First, another blood test called an antibody screen, can show if an Rh-negative woman has developed antibodies to Rh-positive blood. If the antibody screen is negative for antibodies against the Rh factor, Rhogam can be used to prevent problems during the
Hemolytic disease can be prevented if the Rh-negative woman has not made antibodies against the Rh factor. Rh immunoglobulin (Rhogam)) is a blood product that can prevent sensitization of an Rh-negative mother. It keeps her body from being able to respond to Rh-positive cells. Rhogam is injected into a muscle of the arm or buttocks.
When Is Rhogam Used?
During Pregnancy and After Delivery
If a woman with Rh-negative blood has not been sensitized (this is the vast majority of Rh negative pregnant women), her doctor will recommend that she receive Rhogam around the 28th week of pregnancy to prevent sensitization for the rest of the pregnancy. This takes care of the small number of women who can become sensitized during the last 3 months of pregnancy. Shortly after birth, if the newborn has been shown to have Rh-positive blood, you will be given another dose of Rhogam. In almost all cases, this treatment prevents the woman from making antibodies to the Rh-positive cells she may have received from her fetus before and during delivery.

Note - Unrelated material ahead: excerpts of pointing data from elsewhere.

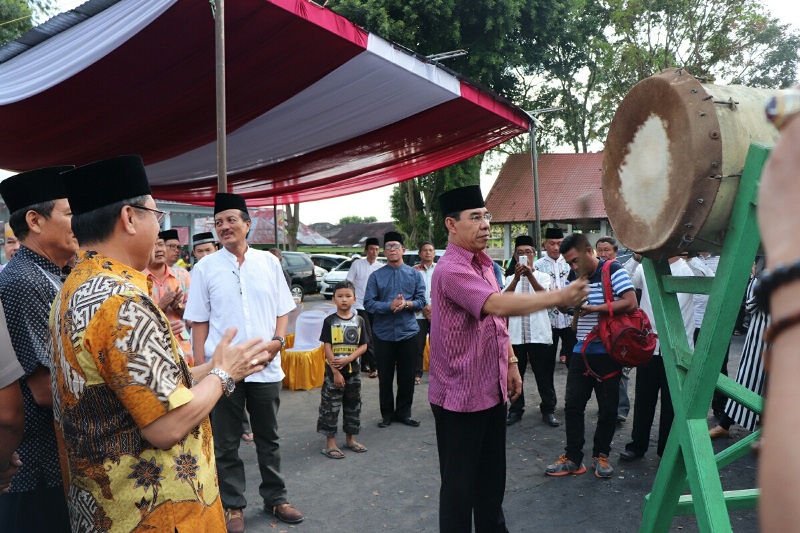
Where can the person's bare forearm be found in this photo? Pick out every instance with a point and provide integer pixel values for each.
(169, 429)
(509, 304)
(779, 458)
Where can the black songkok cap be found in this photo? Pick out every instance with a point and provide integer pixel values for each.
(523, 240)
(553, 233)
(105, 182)
(168, 234)
(225, 200)
(33, 187)
(203, 238)
(457, 200)
(392, 236)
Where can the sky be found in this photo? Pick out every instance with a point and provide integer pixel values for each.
(376, 202)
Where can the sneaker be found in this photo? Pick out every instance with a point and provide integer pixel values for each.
(285, 513)
(601, 467)
(234, 521)
(564, 467)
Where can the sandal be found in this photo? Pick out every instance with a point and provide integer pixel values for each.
(333, 453)
(356, 447)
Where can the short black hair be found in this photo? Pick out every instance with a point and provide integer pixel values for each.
(345, 284)
(98, 225)
(18, 220)
(574, 240)
(609, 240)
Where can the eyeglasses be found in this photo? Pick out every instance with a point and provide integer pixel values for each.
(477, 219)
(159, 214)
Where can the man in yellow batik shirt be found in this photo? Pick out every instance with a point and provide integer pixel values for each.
(134, 434)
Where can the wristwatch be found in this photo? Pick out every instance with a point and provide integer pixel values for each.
(228, 385)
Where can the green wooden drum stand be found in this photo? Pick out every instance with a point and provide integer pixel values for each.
(693, 375)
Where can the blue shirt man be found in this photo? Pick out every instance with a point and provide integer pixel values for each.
(395, 293)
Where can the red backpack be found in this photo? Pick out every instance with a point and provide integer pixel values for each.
(628, 338)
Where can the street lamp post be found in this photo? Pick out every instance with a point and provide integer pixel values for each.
(535, 164)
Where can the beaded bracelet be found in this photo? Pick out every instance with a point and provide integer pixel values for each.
(775, 329)
(768, 281)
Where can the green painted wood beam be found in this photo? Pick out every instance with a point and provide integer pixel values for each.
(690, 285)
(693, 374)
(735, 500)
(737, 450)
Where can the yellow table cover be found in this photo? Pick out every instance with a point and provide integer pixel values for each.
(304, 369)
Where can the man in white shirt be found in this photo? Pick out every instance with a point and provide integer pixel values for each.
(554, 266)
(531, 335)
(651, 378)
(358, 274)
(241, 287)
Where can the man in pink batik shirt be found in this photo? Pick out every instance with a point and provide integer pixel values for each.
(473, 370)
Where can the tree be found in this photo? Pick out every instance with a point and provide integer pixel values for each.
(495, 33)
(18, 16)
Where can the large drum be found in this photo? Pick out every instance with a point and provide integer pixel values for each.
(673, 158)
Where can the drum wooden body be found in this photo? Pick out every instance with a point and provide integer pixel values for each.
(674, 154)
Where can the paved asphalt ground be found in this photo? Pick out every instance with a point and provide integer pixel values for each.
(395, 485)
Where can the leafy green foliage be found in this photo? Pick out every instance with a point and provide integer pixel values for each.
(19, 16)
(607, 46)
(355, 219)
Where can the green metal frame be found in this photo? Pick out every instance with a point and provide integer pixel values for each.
(693, 375)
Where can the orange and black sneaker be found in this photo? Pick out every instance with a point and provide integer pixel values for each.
(564, 467)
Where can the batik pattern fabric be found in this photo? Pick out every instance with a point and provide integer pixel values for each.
(117, 369)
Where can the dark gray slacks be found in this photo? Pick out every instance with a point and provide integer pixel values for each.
(399, 356)
(472, 465)
(262, 401)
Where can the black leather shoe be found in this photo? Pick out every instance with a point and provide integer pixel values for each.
(628, 455)
(408, 421)
(513, 418)
(550, 420)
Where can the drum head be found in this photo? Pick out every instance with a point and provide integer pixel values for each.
(661, 156)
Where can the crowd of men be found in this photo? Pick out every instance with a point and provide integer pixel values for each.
(126, 380)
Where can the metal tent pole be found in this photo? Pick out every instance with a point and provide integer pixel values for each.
(693, 375)
(222, 147)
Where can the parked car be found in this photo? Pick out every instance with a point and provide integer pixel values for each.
(412, 258)
(319, 273)
(324, 263)
(338, 274)
(328, 261)
(301, 271)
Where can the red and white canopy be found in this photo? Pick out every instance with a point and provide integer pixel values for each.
(316, 106)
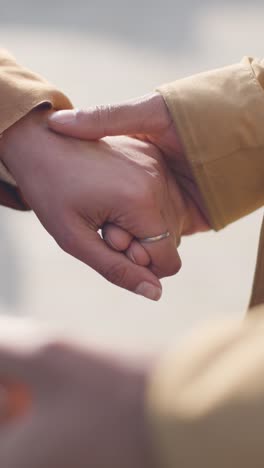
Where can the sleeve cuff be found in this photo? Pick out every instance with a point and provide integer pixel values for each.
(219, 116)
(21, 91)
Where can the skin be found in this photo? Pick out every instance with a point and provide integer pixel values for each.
(74, 408)
(66, 407)
(146, 119)
(59, 177)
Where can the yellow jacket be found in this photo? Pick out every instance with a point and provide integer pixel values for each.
(204, 404)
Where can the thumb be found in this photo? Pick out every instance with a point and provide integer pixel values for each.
(144, 116)
(91, 249)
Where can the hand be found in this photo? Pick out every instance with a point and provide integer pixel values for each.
(147, 119)
(77, 409)
(76, 188)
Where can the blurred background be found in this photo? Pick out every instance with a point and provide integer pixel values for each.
(102, 52)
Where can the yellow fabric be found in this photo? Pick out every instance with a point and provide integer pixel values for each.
(206, 401)
(20, 92)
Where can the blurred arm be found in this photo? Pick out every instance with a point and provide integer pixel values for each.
(20, 92)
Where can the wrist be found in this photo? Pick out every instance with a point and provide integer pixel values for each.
(14, 142)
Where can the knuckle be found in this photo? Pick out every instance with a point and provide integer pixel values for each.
(116, 274)
(66, 239)
(174, 266)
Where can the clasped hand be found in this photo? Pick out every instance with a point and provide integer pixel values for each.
(131, 187)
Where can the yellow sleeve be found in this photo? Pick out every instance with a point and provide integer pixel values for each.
(205, 403)
(219, 116)
(20, 92)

The treatment is good only for the pregnancy in which it is given. Each pregnancy and delivery of an Rh-positive child requires repeat doses of Rhogam.
Rh-negative women also should receive treatment after any miscarriage, ectopic pregnancy, or induced abortion. This prevents any chance of the woman developing antibodies that would attack a future Rh-positive fetus. Rhogam is also given if a woman has an amniocentesis.